Addressing the controversy
To all who have been offended by my August 26 letter published in the New York Times, I would like to say the following:
I believe that there is a correlation between the uptick in anti-Semitic violence in the world and the events taking place in Israel/Palestine and Gaza. That said, there is never any excuse for such violence and the crimes described by Professor Deborah Lipstadt are disgusting and repellant. There can be little doubt that many who engage in such behavior use the Israel/Palestine dispute as an excuse to mask a much deeper disorder known as anti-Semitism.

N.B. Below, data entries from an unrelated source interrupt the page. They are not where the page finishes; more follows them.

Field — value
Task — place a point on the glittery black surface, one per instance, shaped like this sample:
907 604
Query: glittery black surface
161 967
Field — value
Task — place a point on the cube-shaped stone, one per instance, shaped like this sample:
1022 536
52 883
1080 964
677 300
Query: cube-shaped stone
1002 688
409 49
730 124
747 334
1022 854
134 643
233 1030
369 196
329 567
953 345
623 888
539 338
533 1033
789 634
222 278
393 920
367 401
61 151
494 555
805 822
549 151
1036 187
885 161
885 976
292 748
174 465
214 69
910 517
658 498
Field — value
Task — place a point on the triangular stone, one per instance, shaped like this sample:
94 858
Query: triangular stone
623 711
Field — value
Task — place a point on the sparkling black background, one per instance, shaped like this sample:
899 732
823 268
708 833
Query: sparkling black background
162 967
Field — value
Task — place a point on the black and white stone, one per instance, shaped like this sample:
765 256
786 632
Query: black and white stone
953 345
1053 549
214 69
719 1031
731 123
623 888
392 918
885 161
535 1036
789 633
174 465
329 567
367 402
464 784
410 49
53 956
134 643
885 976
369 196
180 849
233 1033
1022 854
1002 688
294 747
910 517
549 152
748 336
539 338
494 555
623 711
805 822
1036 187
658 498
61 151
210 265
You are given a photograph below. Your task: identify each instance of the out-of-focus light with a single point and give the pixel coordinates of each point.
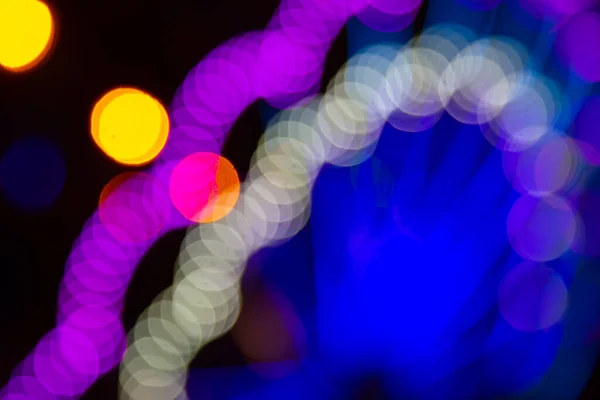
(268, 330)
(130, 126)
(133, 207)
(532, 297)
(26, 33)
(578, 44)
(541, 229)
(204, 187)
(586, 130)
(32, 173)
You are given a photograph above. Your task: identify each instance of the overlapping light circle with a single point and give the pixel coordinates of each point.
(340, 127)
(205, 108)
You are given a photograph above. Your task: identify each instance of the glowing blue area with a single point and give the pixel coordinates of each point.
(413, 286)
(408, 250)
(32, 173)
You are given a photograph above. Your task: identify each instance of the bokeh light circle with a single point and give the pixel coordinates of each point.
(130, 126)
(532, 297)
(204, 187)
(541, 228)
(26, 33)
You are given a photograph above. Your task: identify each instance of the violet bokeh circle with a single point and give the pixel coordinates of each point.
(204, 109)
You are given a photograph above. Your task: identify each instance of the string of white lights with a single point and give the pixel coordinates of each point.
(476, 83)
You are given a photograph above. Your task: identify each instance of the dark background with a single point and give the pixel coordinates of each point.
(149, 44)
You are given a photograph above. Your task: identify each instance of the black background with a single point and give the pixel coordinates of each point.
(149, 44)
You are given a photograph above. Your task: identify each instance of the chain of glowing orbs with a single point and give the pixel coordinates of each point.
(476, 84)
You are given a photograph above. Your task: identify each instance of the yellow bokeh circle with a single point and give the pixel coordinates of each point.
(26, 33)
(130, 126)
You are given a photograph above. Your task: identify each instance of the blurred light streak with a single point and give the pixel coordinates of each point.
(27, 32)
(203, 302)
(200, 120)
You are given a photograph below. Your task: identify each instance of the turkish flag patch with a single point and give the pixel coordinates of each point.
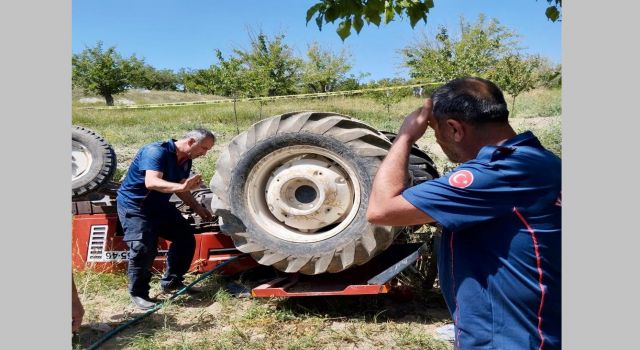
(461, 179)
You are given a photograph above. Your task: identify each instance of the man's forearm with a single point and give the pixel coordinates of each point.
(188, 199)
(164, 186)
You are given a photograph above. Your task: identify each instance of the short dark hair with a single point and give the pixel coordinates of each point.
(200, 134)
(470, 99)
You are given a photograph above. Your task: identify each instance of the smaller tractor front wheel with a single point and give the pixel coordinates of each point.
(93, 161)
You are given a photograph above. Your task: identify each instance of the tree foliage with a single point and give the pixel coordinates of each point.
(515, 74)
(474, 52)
(105, 72)
(273, 62)
(158, 79)
(388, 97)
(354, 13)
(324, 71)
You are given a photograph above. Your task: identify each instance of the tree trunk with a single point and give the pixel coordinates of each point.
(109, 99)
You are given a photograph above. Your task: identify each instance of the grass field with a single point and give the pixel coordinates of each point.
(128, 129)
(218, 320)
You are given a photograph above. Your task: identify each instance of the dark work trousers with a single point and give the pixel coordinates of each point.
(142, 227)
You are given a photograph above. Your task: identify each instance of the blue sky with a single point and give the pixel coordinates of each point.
(184, 34)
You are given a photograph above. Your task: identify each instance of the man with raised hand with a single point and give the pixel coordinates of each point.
(499, 261)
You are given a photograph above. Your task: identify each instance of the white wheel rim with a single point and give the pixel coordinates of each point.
(302, 194)
(81, 160)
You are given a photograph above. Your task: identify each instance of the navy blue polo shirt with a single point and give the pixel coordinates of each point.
(499, 261)
(158, 156)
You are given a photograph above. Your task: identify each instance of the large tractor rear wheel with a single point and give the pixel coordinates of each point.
(293, 190)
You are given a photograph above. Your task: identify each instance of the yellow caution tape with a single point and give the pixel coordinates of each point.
(267, 98)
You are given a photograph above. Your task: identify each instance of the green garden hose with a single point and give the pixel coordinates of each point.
(159, 305)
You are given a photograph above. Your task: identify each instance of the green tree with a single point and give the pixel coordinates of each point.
(475, 52)
(324, 71)
(272, 61)
(236, 80)
(354, 13)
(154, 79)
(388, 97)
(104, 71)
(200, 81)
(516, 74)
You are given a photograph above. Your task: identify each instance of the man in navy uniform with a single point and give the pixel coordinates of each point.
(499, 261)
(158, 170)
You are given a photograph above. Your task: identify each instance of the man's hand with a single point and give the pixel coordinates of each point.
(203, 213)
(192, 183)
(415, 124)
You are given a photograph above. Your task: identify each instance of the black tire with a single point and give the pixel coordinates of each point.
(424, 271)
(244, 182)
(93, 162)
(421, 166)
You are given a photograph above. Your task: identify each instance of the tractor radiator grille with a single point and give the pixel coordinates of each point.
(97, 242)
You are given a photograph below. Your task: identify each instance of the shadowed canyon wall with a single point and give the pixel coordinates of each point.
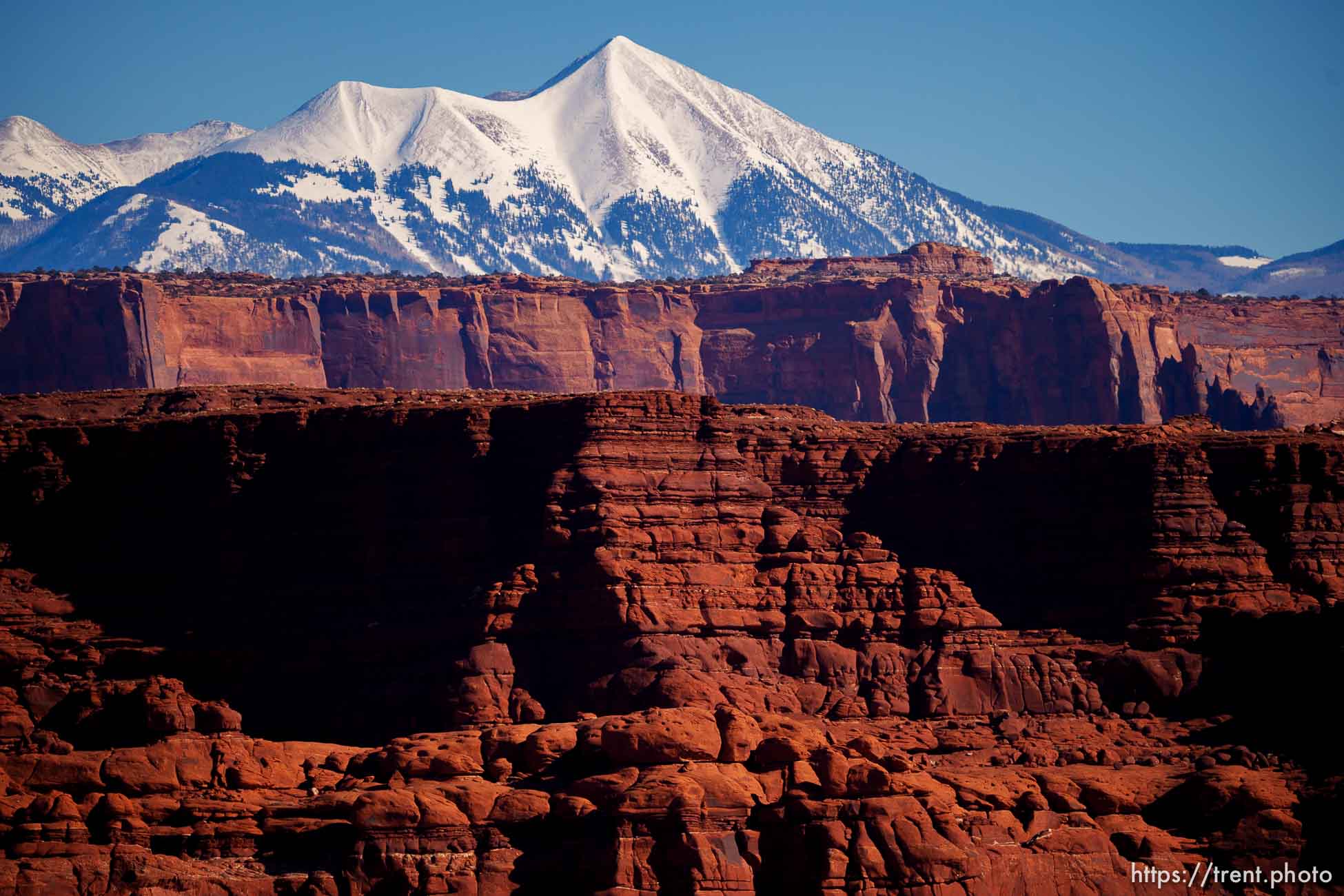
(928, 335)
(649, 642)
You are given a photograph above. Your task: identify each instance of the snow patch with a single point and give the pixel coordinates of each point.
(1243, 261)
(188, 233)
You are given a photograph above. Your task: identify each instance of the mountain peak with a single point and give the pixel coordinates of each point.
(22, 127)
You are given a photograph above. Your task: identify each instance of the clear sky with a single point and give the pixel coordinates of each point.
(1195, 123)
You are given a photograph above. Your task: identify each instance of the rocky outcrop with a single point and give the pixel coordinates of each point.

I ought to have said this in my letter.
I have been accused of anti-Americanism for my opposition to the Vietnam War in the ’60s and the Iraq War in the ’00s. In fact, my patriotism runs deep, as does my love for Israel and Palestine and for the two peoples locked in a tragic fight over the land. If I seemed to suggest in my letter that only Jews who actively oppose present Israeli policies have a right to feel safe, that was not my intention nor is it my belief. Personal safety and protection by the rule of law is a fundamental right. Nothing done in Israel or Palestine justifies the disturbing rise in anti-Semitism in Europe or elsewhere. Persons of good will must be concerned as well by the rise of Islamophobia that is now being justified in terms of national security.
This has been a painful time for many of us, but I am a hopeful person and I believe that good will come of it. I have received many letters that offer opportunities for dialogue and understanding, and I trust that I am humble enough to still be taught.
Bruce M. Shipman
The writer is chaplain of the Episcopal Church at Yale.